Au dos du chevalet, suspendu à un clou, un cintre est accroché qui porte les habits de la peinture. Quand il se met au travail, Opalka enfile un pantalon de toile gris clair et une chemise blanche au large col ouvert. Une petite pièce attenante au fond de l’atelier lui sert tout à la fois d’endroit pour se changer et de salle de repos quand le besoin s’en fait sentir. Tout est règle, silence et sérénité.
Dix heures, ce matin. Le ciel est un peu laiteux. Dans l’espace de l’atelier, il va et vient, lentement. Se dirige vers une petite fenêtre sur le rebord intérieur de laquelle sont posés pot de peinture, petit godet, pinceau et mouchoir papier. Se saisit de l’un, verse un peu de peinture dans l’autre et la brasse doucement du bout de son pinceau.
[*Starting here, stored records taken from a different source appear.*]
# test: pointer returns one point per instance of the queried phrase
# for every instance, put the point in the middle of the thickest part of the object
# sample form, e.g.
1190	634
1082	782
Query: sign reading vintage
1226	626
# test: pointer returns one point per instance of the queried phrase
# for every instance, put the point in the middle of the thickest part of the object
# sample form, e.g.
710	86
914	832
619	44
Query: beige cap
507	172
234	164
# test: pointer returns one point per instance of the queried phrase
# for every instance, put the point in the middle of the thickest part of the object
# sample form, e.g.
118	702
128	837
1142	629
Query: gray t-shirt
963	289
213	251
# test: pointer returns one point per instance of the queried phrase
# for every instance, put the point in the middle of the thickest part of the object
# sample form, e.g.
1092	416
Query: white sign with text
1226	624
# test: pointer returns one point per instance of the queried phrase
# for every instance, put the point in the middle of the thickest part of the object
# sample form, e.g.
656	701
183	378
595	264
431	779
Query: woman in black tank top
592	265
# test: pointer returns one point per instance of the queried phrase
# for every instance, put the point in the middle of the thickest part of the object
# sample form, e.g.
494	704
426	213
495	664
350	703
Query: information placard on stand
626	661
S’arrête quand elle est bien fluide et essuie celui-ci délicatement.
D’un pas de sénateur, Opalka se dirige vers le chevalet, se glisse entre toile et parasol, branche un spot dont la forte lumière inonde le tableau en cours de travail. Tout éclate d’un blanc aveuglant : sa silhouette, la toile et les nombres qui sont peints dessus. Comment fait donc le peintre pour y voir quelque chose ? Fond et forme ne font plus qu’un et pourtant, sans aucune hésitation, le pinceau prend place à l’endroit suspendu. Opalka « sculpte » un 5, puis un 4, un 2, un 3, puis un 3, un 9 et un 7.
Une heure plus tard, il n’a progressé que de deux ou trois dizaines, mais le peintre le sait, ce n’est pas la quantité de nombres dont il a pu avancer qui importe, mais ce rendez-vous régulier avec la peinture. Ce soir, quand viendra le moment de boucler la journée, une nouvelle et nième fois, Opalka
se retournera, se saisira de la poire de son appareil photo et se portraiturera, droit comme un I, semblable à cet Aurige de Delphes qui le fascine tant, puis il éteindra les lampes. Sur le chevalet, la peinture n’en continuera pas moins d’irradier d’une lumière intérieure.
Biographie
1931
Naissance d’Opalka
à Hocquincourt.
1958-1960 D’origine polonaise, il devient professeur d’art à la maison
de la culture
de Varsovie.
1965
Amorce son œuvre en Pologne.
1977
S’installe en France.
1995
Il représente
la Pologne à la Biennale de Venise.
2003
1re exposition
de ses photographies
au musée Réattu
(Arles).
2005
Exposition « Octogone »
au musée
d’Art moderne
de Saint-Étienne.
2008
Vit et travaille
dans son atelier
du Bois-Mauclair, près du Mans.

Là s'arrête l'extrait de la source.